The Binding by Bridget Collins
In a world where books are taboo as they are created by binding people’s undesired memories, which are then prayed on and traded by the elite, Emmett and his sister lead a sheltered life in a rural farm. Then one day Emmett is summoned to be a bookbinding apprentice – a profession and world he knows nothing about. Then one day he finds a book with his name on it.

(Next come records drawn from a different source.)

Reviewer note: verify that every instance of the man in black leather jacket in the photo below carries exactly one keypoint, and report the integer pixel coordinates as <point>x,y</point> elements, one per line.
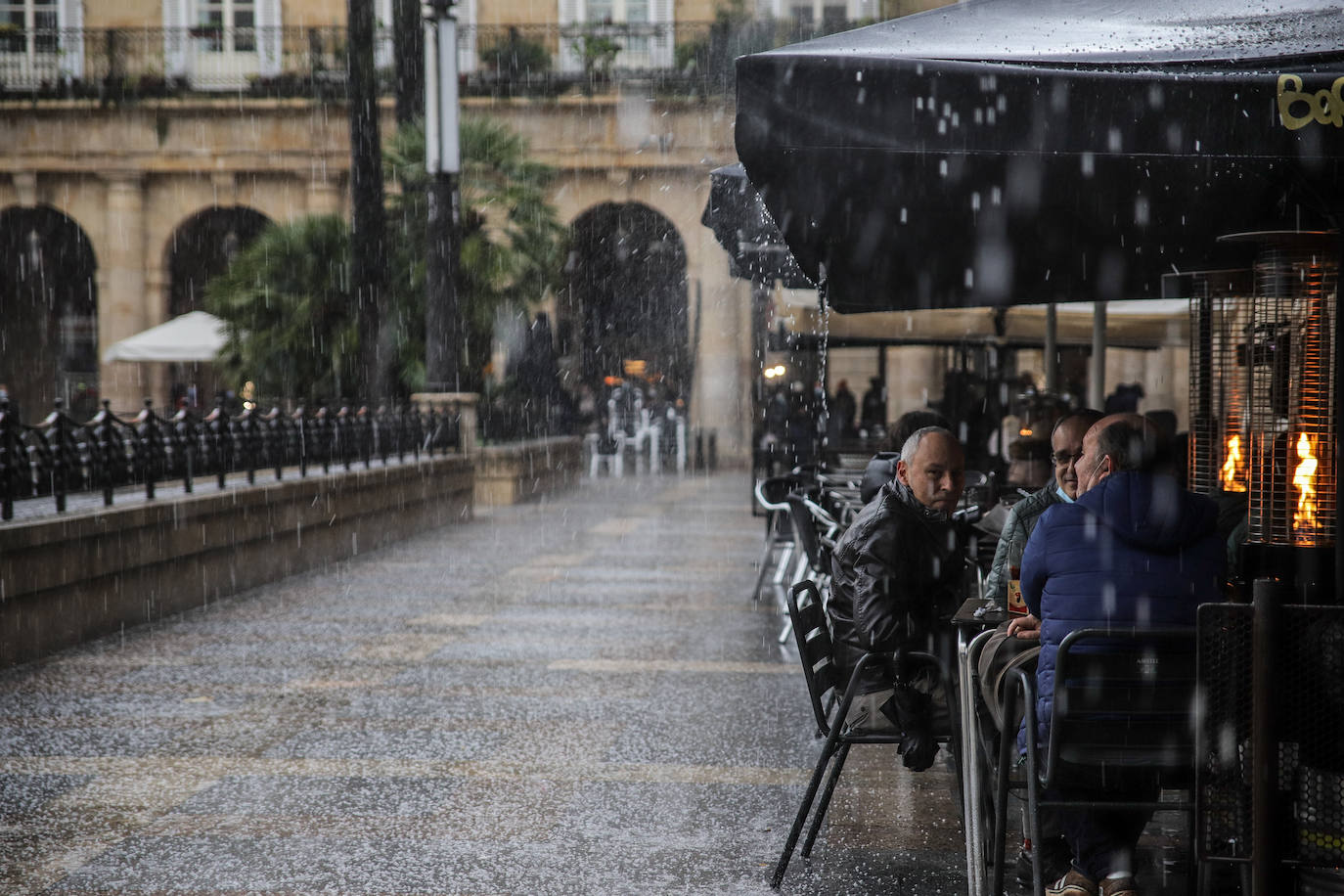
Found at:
<point>897,574</point>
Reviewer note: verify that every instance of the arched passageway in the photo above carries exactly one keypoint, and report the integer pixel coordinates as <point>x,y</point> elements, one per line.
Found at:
<point>626,294</point>
<point>202,247</point>
<point>49,313</point>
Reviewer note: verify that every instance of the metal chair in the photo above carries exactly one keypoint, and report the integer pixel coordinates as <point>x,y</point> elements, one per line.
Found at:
<point>1124,700</point>
<point>770,495</point>
<point>812,634</point>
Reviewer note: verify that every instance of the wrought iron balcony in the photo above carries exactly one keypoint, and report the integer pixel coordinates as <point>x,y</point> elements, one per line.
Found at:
<point>117,65</point>
<point>62,456</point>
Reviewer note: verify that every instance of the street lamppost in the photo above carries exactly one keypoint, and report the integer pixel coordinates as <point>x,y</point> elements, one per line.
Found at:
<point>442,161</point>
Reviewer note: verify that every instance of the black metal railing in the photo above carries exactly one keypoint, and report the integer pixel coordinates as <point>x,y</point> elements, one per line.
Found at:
<point>115,65</point>
<point>61,456</point>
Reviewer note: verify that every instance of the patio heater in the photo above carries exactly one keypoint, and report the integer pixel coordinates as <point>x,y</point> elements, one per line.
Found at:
<point>1219,320</point>
<point>1290,437</point>
<point>1272,770</point>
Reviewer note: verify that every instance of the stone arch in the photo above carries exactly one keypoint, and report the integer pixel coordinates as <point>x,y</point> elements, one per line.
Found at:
<point>625,294</point>
<point>202,247</point>
<point>49,312</point>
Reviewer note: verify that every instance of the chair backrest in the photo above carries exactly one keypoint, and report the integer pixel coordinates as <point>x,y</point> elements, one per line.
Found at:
<point>772,490</point>
<point>805,532</point>
<point>1125,697</point>
<point>813,639</point>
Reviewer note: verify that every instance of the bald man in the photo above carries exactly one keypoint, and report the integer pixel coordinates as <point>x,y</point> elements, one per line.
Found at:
<point>1133,550</point>
<point>897,572</point>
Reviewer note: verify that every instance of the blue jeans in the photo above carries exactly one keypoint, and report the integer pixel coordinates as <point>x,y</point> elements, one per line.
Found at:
<point>1102,840</point>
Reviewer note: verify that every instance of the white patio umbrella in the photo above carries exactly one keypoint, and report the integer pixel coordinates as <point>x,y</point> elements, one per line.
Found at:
<point>195,336</point>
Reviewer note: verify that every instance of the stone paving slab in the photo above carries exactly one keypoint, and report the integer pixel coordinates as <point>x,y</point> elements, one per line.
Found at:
<point>570,696</point>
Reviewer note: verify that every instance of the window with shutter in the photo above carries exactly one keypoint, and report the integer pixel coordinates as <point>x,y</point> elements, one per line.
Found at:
<point>29,43</point>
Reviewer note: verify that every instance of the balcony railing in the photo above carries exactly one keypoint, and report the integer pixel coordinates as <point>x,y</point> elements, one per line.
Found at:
<point>117,65</point>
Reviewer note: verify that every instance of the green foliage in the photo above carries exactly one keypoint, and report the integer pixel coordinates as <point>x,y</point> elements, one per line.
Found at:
<point>287,299</point>
<point>511,244</point>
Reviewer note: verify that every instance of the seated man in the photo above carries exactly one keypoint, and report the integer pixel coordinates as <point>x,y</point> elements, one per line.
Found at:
<point>1135,548</point>
<point>897,572</point>
<point>1066,446</point>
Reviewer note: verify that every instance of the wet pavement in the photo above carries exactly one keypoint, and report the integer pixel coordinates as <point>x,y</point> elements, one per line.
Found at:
<point>574,696</point>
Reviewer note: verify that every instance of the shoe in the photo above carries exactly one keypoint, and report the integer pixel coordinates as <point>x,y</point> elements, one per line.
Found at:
<point>1118,887</point>
<point>1055,861</point>
<point>1073,884</point>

This is a love story. One that is passionate and haunting and terrifying and where Emmett and Lucien have to fight prejudice and members of the powerful elite in order to find happiness.
Circe by Madeline Miller
The epitome of there are two sides to every story, Circe tells the story of a banished Goddess who was a side villain in the Odyssey, but from her point of view. Events play out just as they did in the Odyssey but from a very different perspective which follows Circe from her position at the bottom of the divine social ladder to her own ownership of herself as a person. A beautiful reimagining of a classic which makes it much more accessible and feminist for modern day audiences.
The “I don’t know what to call it” genre
I wanted you to know by Laura Pearson
If you want an uncontrollable tearjerker this is the one for you. Jess is a single mother who is at the end stages of terminal breast cancer, and her daughter, Edie is still a baby. So Jess sets about writing Edie a series of letters telling her how to love, how to forgive and how to move on. This is juxtaposed with Jess’s goodbyes to everyone around her. It is heartbreaking and powerful and cruel – the very nature of cancer. And completely unforgettable.
My Sister the Serial Killer by Oyinkan Braithwaite
A blackly comic look at the depths and limitations of family loyalty between two sisters in Lagos. Ayoola is charming, manipulative and deadly. Korede appears average by comparison but is fiercly protective and obsessively organised. As sisters they have a bond forged in the heat of an abusive childhood and they make a deadly efficient team, but what happens when they set their sights on the same man and can their relationship surivive?
Sal by Mick Kitson
It’s hard to define which genre Sal sits in; it could fit in so many. Sal and her sister have been living in an abusive home where their needs and welfare are neglected at best, and at worst…well: Sal is driven to plan an escape in order to preserve her sister. The story follows Sal and her sister as they find their feet, independence and general freedom in the Scottish wilderness, while also flashing back to the lives they escaped. Despite the circumstances it is hopeful and joyous in places and Sal is a compelling heroine who is determined to overcome the obstacles and lack of choice that were her lot in life.
The Lost Ones by Anita Frank
In 1917 Stella Marchem returns from nursing in the Great War, traumatised and having to come to terms with the horrific loss of her childhood sweetheart and fiancé. Steeped in a deep depression, Stella is given the mission of attending to her lonely and newly pregnant sister, Madeline, who currently lives with her mother-in-law and a handful of servants in an oppressive and chilling country manor. And so off she sets with her maid, Annie Burrows; a young girl who makes everyone around her nervous and who seems to on the knife edge of madness. But Madeline is facing more than simple loneliness; from running footsteps to sudden chills; misplaced items and sobbing in the night.
Is it hormonal hysteria, or is there something more sinister at work?